Britton and Koch hope their rats will help scientists evaluate new therapeutic drugs for cardiovascular disease and diabetes, or develop diagnostic tests to identify people most likely to develop these diseases as they get older. The rats are available for study by other researchers through a standard university materials transfer agreement.

In the meantime, what about the human equivalent of low-capacity rats – those of us who get tired just thinking about a treadmill?

Epidemiological and clinical studies with thousands of people have found low aerobic exercise capacity to be the strongest predictor of mortality among all risk factors for cardiovascular disease, Britton says. So increasing the capacity for exercise is important to anyone who wants to lower their risk of dying from a heart attack or stroke.

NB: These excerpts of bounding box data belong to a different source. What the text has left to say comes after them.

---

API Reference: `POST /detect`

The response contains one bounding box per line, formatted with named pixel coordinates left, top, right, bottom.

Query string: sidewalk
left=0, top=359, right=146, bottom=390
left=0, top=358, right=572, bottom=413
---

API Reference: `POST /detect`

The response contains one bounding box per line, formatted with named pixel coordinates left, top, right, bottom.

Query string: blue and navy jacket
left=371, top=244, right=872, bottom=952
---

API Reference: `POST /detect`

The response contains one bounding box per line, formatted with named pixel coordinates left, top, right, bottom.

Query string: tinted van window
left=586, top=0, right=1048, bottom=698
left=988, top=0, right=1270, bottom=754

“The reality of having a genetic determinant of our existence is that there are some people who are born with less ability to take up oxygen and transfer energy than others,” Britton says. “These people may have to work harder and will never reach the level of a professional athlete, but almost everyone can improve their aerobic capacity and health status with regular exercise.”

Research conducted by Wisloff and his associates in Norway confirms Britton’s statement. After taking baseline measurements of 12 variables associated with exercise capacity and heart function in a small group of Britton’s rats, Wisloff put the animals through a six-week training regimen on the treadmill. He found that even the low-capacity rats improved significantly in 11 of the 12 measures of exercise capacity, although not as much as the high-capacity rats.

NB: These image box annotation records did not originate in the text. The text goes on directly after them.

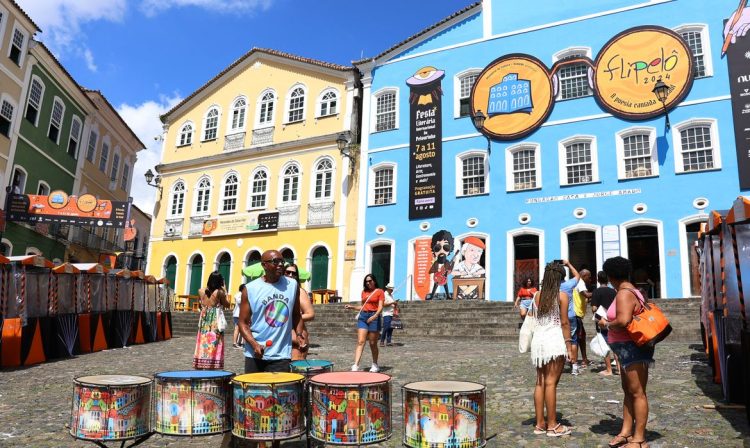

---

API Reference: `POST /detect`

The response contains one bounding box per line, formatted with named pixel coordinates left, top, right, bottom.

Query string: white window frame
left=453, top=67, right=482, bottom=118
left=672, top=118, right=721, bottom=174
left=505, top=142, right=542, bottom=192
left=615, top=126, right=659, bottom=180
left=175, top=120, right=195, bottom=148
left=673, top=23, right=714, bottom=79
left=455, top=149, right=490, bottom=198
left=254, top=89, right=279, bottom=129
left=315, top=87, right=341, bottom=118
left=557, top=135, right=599, bottom=186
left=47, top=96, right=68, bottom=144
left=284, top=83, right=308, bottom=124
left=309, top=156, right=336, bottom=202
left=370, top=87, right=400, bottom=134
left=367, top=162, right=398, bottom=207
left=201, top=104, right=221, bottom=142
left=167, top=179, right=187, bottom=218
left=219, top=171, right=242, bottom=213
left=227, top=95, right=249, bottom=134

“It’s important to remember that, as a result of artificial selection over 11 generations, our low-capacity rats have an abnormally low concentration of proteins required for energy production that may underlie the development of common diseases in humans,” Britton adds. “And, while our results are intriguing, future research will be needed to prove a direct cause-and-effect relationship between mitochondrial function and disease.”